3. SMM 3259.7 is Persuasive UnderSkidmore

 Under Skidmore v. Swift & Co., we give the agency's interpretation in SMM 3259.7 “ ‘respect according to its persuasiveness,’ as evidenced by ‘the thoroughness evident in the agency's consideration, the validity of its reasoning, its consistency with earlier and later pronouncements, and all those factors which give it power to persuade.’ ” Estate of Landers v. Leavitt, 545 F.3d at 107 (citations and alteration omitted) (quoting United States v. Mead Corp., 533 U.S. at 228, 121 S.Ct. 2164;  Skidmore v. Swift & Co., 323 U.S. at 140, 65 S.Ct. 161).

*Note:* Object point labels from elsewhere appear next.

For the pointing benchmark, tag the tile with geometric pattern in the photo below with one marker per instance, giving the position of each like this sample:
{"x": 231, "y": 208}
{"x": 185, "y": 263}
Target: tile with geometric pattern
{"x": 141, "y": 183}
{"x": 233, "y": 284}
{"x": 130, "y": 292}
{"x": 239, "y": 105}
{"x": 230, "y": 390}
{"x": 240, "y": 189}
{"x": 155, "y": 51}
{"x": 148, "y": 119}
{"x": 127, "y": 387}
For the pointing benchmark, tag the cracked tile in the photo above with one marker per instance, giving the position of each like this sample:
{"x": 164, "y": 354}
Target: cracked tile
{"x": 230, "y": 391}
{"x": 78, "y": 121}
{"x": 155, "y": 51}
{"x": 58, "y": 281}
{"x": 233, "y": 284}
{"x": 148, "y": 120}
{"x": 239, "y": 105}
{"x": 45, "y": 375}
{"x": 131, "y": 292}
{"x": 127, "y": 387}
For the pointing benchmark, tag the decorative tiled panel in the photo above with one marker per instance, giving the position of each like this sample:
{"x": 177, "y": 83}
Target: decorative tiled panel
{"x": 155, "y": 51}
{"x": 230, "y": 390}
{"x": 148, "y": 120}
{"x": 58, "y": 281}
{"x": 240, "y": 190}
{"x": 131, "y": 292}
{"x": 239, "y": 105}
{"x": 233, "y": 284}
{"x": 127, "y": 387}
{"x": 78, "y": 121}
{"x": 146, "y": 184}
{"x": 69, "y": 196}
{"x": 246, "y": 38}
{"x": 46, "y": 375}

While the application of Skidmore deference can thus produce “a spectrum of judicial responses, from great respect at one end to near indifference at the other,” United States v. Mead Corp., 533 U.S. at 228, 121 S.Ct. 2164 (citations omitted), the Supreme Court has signaled that HHS interpretations should receive more respect than the mine-run of agency interpretations, see Estate of Landers v. Leavitt, 545 F.3d at 107 (citing Thomas Jefferson Univ. v. Shalala, 512 U.S. 504, 512, 114 S.Ct. 2381, 129 L.Ed.2d 405 (1994);  Schweiker v. Gray Panthers, 453 U.S. at 43 & n. 14, 101 S.Ct. 2633).   Accordingly, “[w]e have held that even relatively informal CMS interpretations warrant respectful consideration due to the complexity of the Medicaid statute and the considerable expertise of the administering agency.”  Morenz v. Wilson-Coker, 415 F.3d at 235 (alteration, and internal quotation marks omitted).   Indeed, we have characterized the SMM “as precisely the kind of informal interpretation that warrants some significant measure of deference.”   Id. (alteration and internal quotation marks omitted).   Consistent with these views, we have observed that “in cases such as those involving Medicare or Medicaid, in which CMS, ‘a highly expert agency, administers a large complex regulatory scheme in cooperation with many other institutional actors, the various possible standards for deference’-namely, Chevron and Skidmore-‘begin to converge.’ ” Estate of Landers v. Leavitt, 545 F.3d at 107 (alteration omitted) (quoting Community Health Ctr. v. Wilson-Coker, 311 F.3d 132, 138 (2d Cir.2002)).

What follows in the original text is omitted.